手妻師 藤山新太郎のブログ

1988 年、1994 年に文化庁芸術祭賞、1998 年に文化庁芸術祭賞大賞を受賞。2010 年には松尾芸能賞 優秀賞を受賞。 江戸時代に花開いた日本伝統奇術「手妻(てづま)」の数少ない継承者 藤山新太郎のブログ。

ヤングマジシャンズショウ 

ヤングマジシャンズショウ

 

 一昨日(8月14日)アゴラカフェにて、ヤングマジシャンズショウが催されました。

12時入場、12時30分、クロースアップ開始。ザッキー。早稲田康平によるクロースアップです。今日は小野坂東さんとカズカタヤマさんが見に来てくれました。

 私は午前中に一人マジックの指導がありましたので、アトリエで11時30分まで指導をし、12時30分に日本橋に到着。そのままアゴラに入り、クロースアップから拝見しました。

ザッキー早稲田のお二人がテーブルホップを開始すると、「この二人は雰囲気がいいね」。と東さんが褒めていました。確かに二人の雰囲気が、アゴラカフェでのマジックショウを引き上げています。演技も、今回で3回目になりますので大分手慣れてきたように見えます。

 東さんは88歳、元気です。一人で日本橋まで歩いて来るのですから大したものです。ショウを見ながら久々上機嫌で私に話しかけて来ます。

 

 13時からはステージマジック。ザッキーはそのまま残って司会。1本目は藤山大成。先月、名前を前田将太から藤山大成と改めたばかり、和の紐切りから始まり、途中和傘を出しました。卵の袋から紙卵。サムタイで喋りがあって、お客様とのやり取りがあって、陰陽水火の術(真田紐の焼き継ぎ)。一連の手順で17分くらいあったのではないでしょうか。かなりのボリュームでしたが、当人は楽しげに演じていました。

 東さんは、「真面目に演じているのはいいのだけれども、手妻は粋さが肝心だからねぇ。出て来るだけでも色気を感じさせるようになってほしいね」。と言っていました。それが簡単にできれば苦労はないのです。

 

 2本目は新井ショウ、カードマニュピレーション。かなり凝った出し方をします。
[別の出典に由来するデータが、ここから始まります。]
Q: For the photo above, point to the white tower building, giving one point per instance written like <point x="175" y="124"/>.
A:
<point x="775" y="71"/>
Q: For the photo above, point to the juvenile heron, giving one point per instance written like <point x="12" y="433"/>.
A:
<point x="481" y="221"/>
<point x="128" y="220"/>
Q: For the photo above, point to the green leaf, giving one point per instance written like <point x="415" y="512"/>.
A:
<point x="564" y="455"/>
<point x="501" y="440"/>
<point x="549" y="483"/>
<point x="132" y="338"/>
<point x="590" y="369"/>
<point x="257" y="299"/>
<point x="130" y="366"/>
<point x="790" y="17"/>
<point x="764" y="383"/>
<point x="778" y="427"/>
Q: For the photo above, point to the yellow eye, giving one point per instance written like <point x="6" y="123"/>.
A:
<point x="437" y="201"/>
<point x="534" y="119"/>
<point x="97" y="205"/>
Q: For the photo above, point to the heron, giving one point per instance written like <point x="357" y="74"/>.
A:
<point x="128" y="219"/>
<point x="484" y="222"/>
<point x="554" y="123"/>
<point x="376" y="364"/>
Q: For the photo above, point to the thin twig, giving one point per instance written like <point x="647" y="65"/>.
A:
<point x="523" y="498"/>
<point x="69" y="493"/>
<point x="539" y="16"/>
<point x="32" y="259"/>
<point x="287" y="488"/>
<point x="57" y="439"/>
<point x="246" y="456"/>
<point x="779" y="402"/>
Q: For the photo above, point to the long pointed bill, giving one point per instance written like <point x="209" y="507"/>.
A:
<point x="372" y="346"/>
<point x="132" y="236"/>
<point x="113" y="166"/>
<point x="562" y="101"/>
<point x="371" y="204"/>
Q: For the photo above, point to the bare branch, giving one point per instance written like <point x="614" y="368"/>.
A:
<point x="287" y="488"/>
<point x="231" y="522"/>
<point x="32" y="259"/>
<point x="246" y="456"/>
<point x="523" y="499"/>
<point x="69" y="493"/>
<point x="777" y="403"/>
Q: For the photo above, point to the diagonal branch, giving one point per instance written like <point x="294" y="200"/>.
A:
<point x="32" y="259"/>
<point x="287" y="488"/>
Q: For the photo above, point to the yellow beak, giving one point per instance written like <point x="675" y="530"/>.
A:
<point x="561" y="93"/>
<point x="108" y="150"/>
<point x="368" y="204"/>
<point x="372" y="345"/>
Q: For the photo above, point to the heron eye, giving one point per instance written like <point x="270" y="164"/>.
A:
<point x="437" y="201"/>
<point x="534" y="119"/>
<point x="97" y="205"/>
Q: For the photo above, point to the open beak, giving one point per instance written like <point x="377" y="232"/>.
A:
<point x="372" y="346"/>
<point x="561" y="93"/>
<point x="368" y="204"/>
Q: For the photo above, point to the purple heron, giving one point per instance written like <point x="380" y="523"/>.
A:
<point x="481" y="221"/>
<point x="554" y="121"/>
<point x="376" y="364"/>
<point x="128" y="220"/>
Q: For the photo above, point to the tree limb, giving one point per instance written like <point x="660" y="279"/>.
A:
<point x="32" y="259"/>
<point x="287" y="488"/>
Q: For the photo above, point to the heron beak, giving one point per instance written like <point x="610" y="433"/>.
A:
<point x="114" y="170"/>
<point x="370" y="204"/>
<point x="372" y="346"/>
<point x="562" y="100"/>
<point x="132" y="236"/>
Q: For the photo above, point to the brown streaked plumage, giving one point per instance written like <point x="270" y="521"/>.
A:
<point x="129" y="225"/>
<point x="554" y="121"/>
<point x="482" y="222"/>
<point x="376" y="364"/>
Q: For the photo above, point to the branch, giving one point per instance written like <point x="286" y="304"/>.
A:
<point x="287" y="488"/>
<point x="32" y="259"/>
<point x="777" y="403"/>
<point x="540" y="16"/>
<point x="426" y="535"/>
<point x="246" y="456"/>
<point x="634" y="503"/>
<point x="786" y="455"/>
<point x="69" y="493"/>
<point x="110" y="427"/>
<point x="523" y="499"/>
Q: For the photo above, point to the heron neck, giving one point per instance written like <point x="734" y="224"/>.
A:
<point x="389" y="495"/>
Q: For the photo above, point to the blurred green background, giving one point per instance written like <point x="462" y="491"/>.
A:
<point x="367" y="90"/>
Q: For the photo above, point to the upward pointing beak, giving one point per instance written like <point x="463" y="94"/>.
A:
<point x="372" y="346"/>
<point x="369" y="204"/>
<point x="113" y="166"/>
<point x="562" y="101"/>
カードが途中から赤いカードに変化したり、首の後ろからカードが出たり、演じている内容は不思議です。但し、ご当人の性格によるものなのか、全体に地味な印象を受けます。巧いマジシャンであることは分かりますが、平明に演技が進んでしまって、お客様は拍手がしにくく思われます。もっと、別の素材も加えて、演技に厚みを持たせた上で、見せる力を付けたらすごいマジシャンになると思います。
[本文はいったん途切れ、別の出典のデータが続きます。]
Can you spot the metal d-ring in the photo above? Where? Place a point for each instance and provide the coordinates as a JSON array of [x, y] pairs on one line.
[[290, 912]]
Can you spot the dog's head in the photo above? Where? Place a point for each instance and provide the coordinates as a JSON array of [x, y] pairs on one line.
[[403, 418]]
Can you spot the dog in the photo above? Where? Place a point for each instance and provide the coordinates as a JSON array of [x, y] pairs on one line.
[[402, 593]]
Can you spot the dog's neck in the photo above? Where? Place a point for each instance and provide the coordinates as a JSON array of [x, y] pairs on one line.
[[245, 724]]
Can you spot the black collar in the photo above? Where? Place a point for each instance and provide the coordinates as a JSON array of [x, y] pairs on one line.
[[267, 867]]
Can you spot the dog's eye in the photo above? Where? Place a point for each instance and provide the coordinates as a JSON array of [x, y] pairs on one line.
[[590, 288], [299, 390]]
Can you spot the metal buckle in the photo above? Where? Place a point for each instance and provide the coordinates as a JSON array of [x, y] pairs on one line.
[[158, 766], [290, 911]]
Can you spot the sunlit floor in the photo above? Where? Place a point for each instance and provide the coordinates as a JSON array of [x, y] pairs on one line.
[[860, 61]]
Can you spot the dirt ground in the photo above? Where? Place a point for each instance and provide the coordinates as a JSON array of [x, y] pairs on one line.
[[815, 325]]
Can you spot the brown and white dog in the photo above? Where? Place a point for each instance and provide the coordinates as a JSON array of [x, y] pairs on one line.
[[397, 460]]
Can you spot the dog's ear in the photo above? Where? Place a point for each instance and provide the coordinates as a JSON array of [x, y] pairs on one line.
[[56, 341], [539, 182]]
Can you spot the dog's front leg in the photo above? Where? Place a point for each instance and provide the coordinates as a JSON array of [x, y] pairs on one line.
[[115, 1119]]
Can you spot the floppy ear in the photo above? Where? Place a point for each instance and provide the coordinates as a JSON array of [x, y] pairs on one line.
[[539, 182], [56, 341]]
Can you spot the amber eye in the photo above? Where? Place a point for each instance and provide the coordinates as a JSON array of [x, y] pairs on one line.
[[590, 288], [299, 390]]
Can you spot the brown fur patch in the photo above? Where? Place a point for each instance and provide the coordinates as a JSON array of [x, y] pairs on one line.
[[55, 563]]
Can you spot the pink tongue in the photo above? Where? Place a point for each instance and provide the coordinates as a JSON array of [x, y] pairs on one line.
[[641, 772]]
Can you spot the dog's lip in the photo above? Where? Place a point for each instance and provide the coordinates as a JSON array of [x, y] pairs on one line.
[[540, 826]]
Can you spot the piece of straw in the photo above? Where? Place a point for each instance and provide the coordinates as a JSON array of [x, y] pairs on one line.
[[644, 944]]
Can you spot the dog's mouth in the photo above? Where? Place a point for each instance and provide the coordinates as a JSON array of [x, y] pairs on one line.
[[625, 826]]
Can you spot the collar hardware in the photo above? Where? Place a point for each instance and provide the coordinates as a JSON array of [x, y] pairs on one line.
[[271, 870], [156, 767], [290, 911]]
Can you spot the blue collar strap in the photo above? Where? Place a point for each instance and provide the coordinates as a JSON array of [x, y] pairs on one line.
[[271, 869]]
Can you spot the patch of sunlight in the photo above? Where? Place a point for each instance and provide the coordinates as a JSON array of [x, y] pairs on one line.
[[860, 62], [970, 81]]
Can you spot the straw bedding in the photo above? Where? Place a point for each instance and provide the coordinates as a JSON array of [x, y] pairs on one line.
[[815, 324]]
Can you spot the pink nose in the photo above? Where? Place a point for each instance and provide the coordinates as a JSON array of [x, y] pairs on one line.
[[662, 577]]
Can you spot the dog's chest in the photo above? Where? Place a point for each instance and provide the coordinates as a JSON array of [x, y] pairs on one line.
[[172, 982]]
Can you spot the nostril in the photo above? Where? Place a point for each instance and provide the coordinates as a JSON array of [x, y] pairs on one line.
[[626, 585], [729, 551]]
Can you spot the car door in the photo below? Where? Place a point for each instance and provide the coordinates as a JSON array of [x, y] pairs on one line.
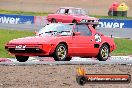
[[83, 44], [60, 15]]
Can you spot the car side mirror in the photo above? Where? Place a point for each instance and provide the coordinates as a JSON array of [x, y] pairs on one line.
[[101, 34], [76, 33]]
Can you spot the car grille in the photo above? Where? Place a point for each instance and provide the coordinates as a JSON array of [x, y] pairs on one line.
[[27, 50]]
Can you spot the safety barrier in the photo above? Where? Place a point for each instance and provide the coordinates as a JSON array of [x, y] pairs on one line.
[[115, 23], [16, 19], [41, 20]]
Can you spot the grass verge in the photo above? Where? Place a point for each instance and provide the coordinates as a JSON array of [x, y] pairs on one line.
[[7, 35], [123, 45], [45, 14]]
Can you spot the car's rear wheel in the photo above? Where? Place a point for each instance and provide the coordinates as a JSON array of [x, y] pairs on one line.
[[74, 21], [103, 53], [81, 80], [53, 21], [60, 53], [22, 58]]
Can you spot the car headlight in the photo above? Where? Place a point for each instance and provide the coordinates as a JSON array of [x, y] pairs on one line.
[[84, 20]]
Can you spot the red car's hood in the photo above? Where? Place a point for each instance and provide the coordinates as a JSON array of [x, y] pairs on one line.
[[32, 40], [86, 17]]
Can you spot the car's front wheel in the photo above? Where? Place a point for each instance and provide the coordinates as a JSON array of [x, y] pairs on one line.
[[60, 53], [103, 53], [53, 21], [22, 58]]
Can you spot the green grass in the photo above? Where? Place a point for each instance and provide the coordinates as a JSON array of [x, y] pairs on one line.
[[111, 17], [6, 35], [123, 45], [23, 13], [45, 14]]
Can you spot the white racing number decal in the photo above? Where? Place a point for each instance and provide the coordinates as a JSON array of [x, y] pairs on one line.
[[97, 38], [20, 47]]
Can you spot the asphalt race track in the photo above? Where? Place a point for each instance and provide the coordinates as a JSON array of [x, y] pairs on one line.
[[75, 61], [120, 33]]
 東さんは「この人は随分前から色々なコンテストで見ているんだ。熱心で、うまいよね。でも顔の印象が残らない。もっと表情に個性を持たせたらどうかな」。と言っていました。

 間にザッキーが出て来て、3枚の中国コインとリボンを使って、リングと紐の手順。

 

 3本目は諭吉、間にカードの演技が挿入されて、持ち時間が少し長くなりました。ズッキューンと初音ミクへの愛を語って、個性が良く出ていて面白い演技です。でも、そろそろ新たな展開が欲しいところです。カードを足しても5分弱と言う演技時間は寂しく感じます。途中スローバージョンのアクトが入ってもいいかと思います。

 

 4本目はザッキーのアクト、伸びるロープをお客様に手伝ってもらい、結び目の移動。何度も結んだ紐が団子になって落ちるのは天海師のアイディアかと思います。ここに持ってくるのはいいアイディアです。喋りがスムーズになっていて手慣れて見えます。そして12本リング。巧くこなしています。
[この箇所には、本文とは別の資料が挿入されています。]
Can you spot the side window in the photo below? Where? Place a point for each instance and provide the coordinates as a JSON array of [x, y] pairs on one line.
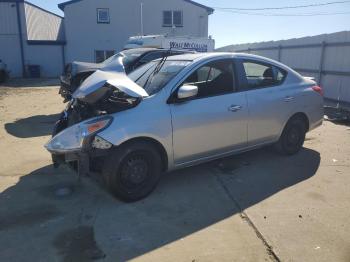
[[103, 16], [213, 79], [260, 75]]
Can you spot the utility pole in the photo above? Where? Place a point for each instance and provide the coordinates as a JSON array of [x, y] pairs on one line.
[[142, 33]]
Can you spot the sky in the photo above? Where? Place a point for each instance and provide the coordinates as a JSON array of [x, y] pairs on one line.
[[234, 28]]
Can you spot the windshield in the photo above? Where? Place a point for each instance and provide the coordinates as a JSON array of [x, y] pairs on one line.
[[153, 84]]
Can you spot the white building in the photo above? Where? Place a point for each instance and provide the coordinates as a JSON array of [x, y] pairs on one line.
[[30, 35], [95, 29], [90, 31]]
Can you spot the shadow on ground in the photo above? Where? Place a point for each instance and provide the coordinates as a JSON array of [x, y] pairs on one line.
[[34, 126], [90, 224]]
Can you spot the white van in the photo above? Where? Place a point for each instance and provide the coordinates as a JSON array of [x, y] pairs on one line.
[[175, 42]]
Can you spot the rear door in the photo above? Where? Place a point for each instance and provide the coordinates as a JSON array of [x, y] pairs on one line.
[[213, 122], [270, 101]]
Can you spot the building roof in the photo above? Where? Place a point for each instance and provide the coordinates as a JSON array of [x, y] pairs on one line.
[[209, 9]]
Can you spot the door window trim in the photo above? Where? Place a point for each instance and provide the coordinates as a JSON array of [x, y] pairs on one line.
[[243, 77], [237, 81]]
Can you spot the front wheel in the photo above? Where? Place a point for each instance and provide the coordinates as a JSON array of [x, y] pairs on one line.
[[292, 138], [133, 171]]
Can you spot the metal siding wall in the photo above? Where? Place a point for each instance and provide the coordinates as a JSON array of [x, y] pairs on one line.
[[42, 25], [48, 57], [8, 19], [9, 39], [81, 24], [336, 58], [302, 57]]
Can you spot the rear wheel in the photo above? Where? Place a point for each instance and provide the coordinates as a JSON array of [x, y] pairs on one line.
[[292, 138], [133, 171]]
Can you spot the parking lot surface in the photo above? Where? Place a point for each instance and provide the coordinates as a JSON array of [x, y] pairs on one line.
[[257, 206]]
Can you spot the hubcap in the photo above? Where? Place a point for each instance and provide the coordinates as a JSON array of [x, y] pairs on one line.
[[134, 171]]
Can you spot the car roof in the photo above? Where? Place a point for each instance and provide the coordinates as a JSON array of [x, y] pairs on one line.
[[204, 56], [151, 49]]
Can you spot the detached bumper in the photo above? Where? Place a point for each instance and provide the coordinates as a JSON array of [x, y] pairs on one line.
[[65, 89], [83, 162]]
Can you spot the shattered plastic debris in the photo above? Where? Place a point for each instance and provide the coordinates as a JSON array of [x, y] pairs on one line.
[[63, 192]]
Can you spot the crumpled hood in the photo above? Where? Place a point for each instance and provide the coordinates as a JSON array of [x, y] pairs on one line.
[[94, 86], [83, 66]]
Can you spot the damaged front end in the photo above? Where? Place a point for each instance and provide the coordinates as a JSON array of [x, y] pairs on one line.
[[75, 136]]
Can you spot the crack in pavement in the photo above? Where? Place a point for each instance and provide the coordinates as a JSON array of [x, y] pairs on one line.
[[244, 216]]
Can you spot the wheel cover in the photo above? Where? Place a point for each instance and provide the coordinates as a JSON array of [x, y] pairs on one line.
[[134, 171]]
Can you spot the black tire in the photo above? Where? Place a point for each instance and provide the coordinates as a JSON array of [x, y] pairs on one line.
[[292, 138], [133, 170]]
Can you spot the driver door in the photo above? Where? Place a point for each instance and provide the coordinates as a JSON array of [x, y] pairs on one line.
[[215, 121]]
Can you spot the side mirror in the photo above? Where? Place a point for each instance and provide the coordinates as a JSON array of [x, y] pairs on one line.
[[187, 91]]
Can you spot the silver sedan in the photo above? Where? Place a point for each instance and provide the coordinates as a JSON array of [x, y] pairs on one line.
[[181, 111]]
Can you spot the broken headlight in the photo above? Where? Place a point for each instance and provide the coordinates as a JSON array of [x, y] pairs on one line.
[[72, 138]]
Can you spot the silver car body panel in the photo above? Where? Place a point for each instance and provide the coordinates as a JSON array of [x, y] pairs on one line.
[[116, 77], [203, 129]]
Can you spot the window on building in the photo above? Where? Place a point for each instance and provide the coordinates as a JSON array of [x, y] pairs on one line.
[[103, 16], [102, 55], [172, 18], [167, 18], [177, 18], [263, 75]]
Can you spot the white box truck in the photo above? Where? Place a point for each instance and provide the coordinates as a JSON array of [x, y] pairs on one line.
[[173, 42]]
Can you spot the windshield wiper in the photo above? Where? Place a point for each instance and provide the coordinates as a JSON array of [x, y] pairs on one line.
[[157, 68]]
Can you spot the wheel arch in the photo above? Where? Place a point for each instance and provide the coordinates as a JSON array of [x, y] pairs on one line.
[[158, 145], [298, 115]]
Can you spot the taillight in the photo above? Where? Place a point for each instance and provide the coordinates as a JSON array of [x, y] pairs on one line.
[[318, 89]]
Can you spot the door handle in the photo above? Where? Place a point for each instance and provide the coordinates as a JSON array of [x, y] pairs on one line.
[[234, 108], [288, 98]]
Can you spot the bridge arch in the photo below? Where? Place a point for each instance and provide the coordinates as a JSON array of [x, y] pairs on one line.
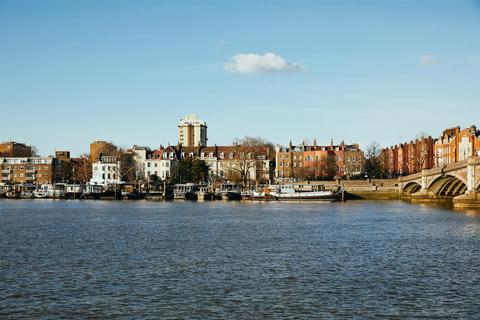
[[448, 185], [412, 187]]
 東さんはザッキーの演技をちゃんと見たのは初めてかも知れません。「彼はショウ全体の取りまとめがうまいね。喋りも達者だし、陽気なところがいい」。と言っていました。

 5本目は早稲田康平。新聞紙の復活。ゾンビボール。タンバリン。かつての昭和40年代のマジシャンの定番手順です。ここまで昭和を見せるなら、曲も思いっきり古くてもいいのでは、マンボナンバー5だの、花まつりだの、コパカバーナだのとラテン音楽で古風にまとめたなら新たな昭和レトロな世界が再現できるかもしれません。

 背の高い早稲田康平は、タキシードを着てゾンビを演じる姿が雰囲気があってよいと思います。スライハンドできれいにまとめています。終わり方も大きくまとまっています。

 東さんは、「何でも卒なくこなして巧いんだけども、自分の個性が欲しいね」。と言っていました。東さんは簡単に言いますが、それが出来たらAランクのマジシャンなのです。

 

 お終いは5人並んであいさつ。みんな楽しげに演じているのが印象的でした。総体を見て、大成、ザッキー、早稲田の3人は10分以上の演技をしましたが、見ていて心配がなく、喋りも上手くなっています。毎月アゴラに出演している成果が少しずつ定着してきたのかと思います。

 出来ることなら、複数のマジシャンが一緒になって演じるパートが一か所あってもいいかなと思います。全員がピン芸ばかり続くのが気になります。また、女性のアシスタントを一人加えてもいいかと思います。舞台に花が加わり、技物が引き立つと思います。この辺りを統括して見られる演出家が必要でしょう。

 

 演技終了後、アゴラカフェと今後の相談がありました。会議は2時間にも及び、来週までに我々の答えを出さなければなりません。来週の日曜日は、カズカタヤマ、再来週はマジシャンDaiの演劇とマジックのコラボショウです。どうぞ一度お越しください。

 

 終了後は自宅に戻りました。このところ睡眠不足が続き、少し疲れを感じます。デスクの前で本を読もうかと思っているうちにそのままうとうとと寝てしまいました。晩飯の呼び出しで目が覚めました。駄目ですねぇ、なすべきことの半分も出来ず、無為に過ごしています。でも若いマジシャンが徐々に安定した演技を見せるようになったことは嬉しく思いました。